What is the proper way to use stride in cuda to do multiblock reduction?

Hello everyone I'm trying to use grid-stride method and atomic functions to do multi-block reduction.
I know that the usual way to do this is to launch two kernels or use lastblock method as directed in this note.(or this tutorial)

However, I thought this could also be done by using grid-stride with atomic code.
As I tested, it worked very well..
until for some number, it gives the wrong answer. (which is very weird)

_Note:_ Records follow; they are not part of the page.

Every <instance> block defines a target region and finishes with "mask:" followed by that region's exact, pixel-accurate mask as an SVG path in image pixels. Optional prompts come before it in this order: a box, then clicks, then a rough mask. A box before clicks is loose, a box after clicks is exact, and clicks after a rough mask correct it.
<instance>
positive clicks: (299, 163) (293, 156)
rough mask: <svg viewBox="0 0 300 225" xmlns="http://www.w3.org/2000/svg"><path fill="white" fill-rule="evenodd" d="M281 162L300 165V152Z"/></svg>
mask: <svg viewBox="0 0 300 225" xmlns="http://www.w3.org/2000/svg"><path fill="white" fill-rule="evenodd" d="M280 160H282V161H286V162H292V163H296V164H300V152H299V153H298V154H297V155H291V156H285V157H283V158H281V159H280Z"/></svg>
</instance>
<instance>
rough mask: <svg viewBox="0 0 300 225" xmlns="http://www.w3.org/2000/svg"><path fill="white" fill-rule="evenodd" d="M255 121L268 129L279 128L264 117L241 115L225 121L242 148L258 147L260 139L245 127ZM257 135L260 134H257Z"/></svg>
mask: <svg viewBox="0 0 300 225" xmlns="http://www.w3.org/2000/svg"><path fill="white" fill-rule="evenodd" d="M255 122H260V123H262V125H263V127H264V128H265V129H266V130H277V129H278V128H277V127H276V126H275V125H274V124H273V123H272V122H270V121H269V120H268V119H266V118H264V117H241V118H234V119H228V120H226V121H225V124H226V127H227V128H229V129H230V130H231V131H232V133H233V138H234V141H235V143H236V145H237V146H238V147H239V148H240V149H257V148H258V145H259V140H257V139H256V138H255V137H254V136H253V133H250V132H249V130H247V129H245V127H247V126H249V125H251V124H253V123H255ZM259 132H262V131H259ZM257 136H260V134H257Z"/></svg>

I have tested for some "n"s and found that I get wrong answer for n = 1234565, 1234566, 1234567.
This is my whole code of doing n sum of 1. So the answer should be n.
Any help or comment is appreciated.

#include<iostream>

__global__ void stride_sum(const double* input,
                           const int size,
                           double* sumOut){
    extern __shared__ double sm[];

    unsigned int tid = threadIdx.x;
    unsigned int i = blockDim.x * blockIdx.x + tid;

    //doing grid loop using stride method.
    for(unsigned int s=i;
            s<size;
            s+=blockDim.x*gridDim.x){
        sm[tid] = input[i];
        __syncthreads();

        //doing parallel reduction.
        for(unsigned int ss = blockDim.x/2;ss>0;ss>>=1){
            if(tid<ss && tid+ss<size) sm[tid] += sm[tid+ss];
            __syncthreads();
        }

        //atomically add results to sumOut.
        if(tid==0) atomicAdd(sumOut, sm[0]);
    }
}

int main(){

    unsigned int n = 1234567;
    int blockSize = 4;
    int nBlocks = (n + blockSize - 1) / blockSize;
    int sharedMemory = sizeof(double)*blockSize;

    double *data, *sum;

    cudaMallocManaged(&data, sizeof(double)*n);
    cudaMallocManaged(&sum, sizeof(double));

    std::fill_n(data,n,1.);
    std::fill_n(sum,1,0.);

    stride_sum<<<nBlocks, blockSize, sharedMemory>>>(data,n,sum);

    cudaDeviceSynchronize();

    printf("res: 10.f \n",sum[0]);

    cudaFree(data);
    cudaFree(sum);

    return 0;
}

Solution

You have gotten quite a lot wrong in your implementation. This will work:

__global__ void stride_sum(const double* input,
                           const int size,
                           double* sumOut)
{
    extern __shared__ volatile double sm[];

    unsigned int tid = threadIdx.x;
    unsigned int i = blockDim.x * blockIdx.x + tid;

    //doing grid loop using stride method.
    double val = 0.;
    for(unsigned int s=i; s<size; s+=blockDim.x*gridDim.x){
        val += input[i]; 
    }

    // Load partial sum to memory
    sm[tid] = val; 
    __syncthreads();

    //doing parallel reduction.
    for(unsigned int ss = blockDim.x/2;ss>0;ss>>=1){
        if(tid<ss && tid+ss<size) sm[tid] += sm[tid+ss];
        __syncthreads();
    }

   //atomically add results to sumOut.
   if(tid==0) atomicAdd(sumOut, sm[0]);
}

[Never compiled and run, use a own risk]

In short -- do the grid strided summation, then a single shared memory reduction, then a single atomic update. Your implementation has undefined behaviour in a few places, especially the conditionally executed __syncthreads calls and using uninitialized shared memory when some threads fall out of the summation loop.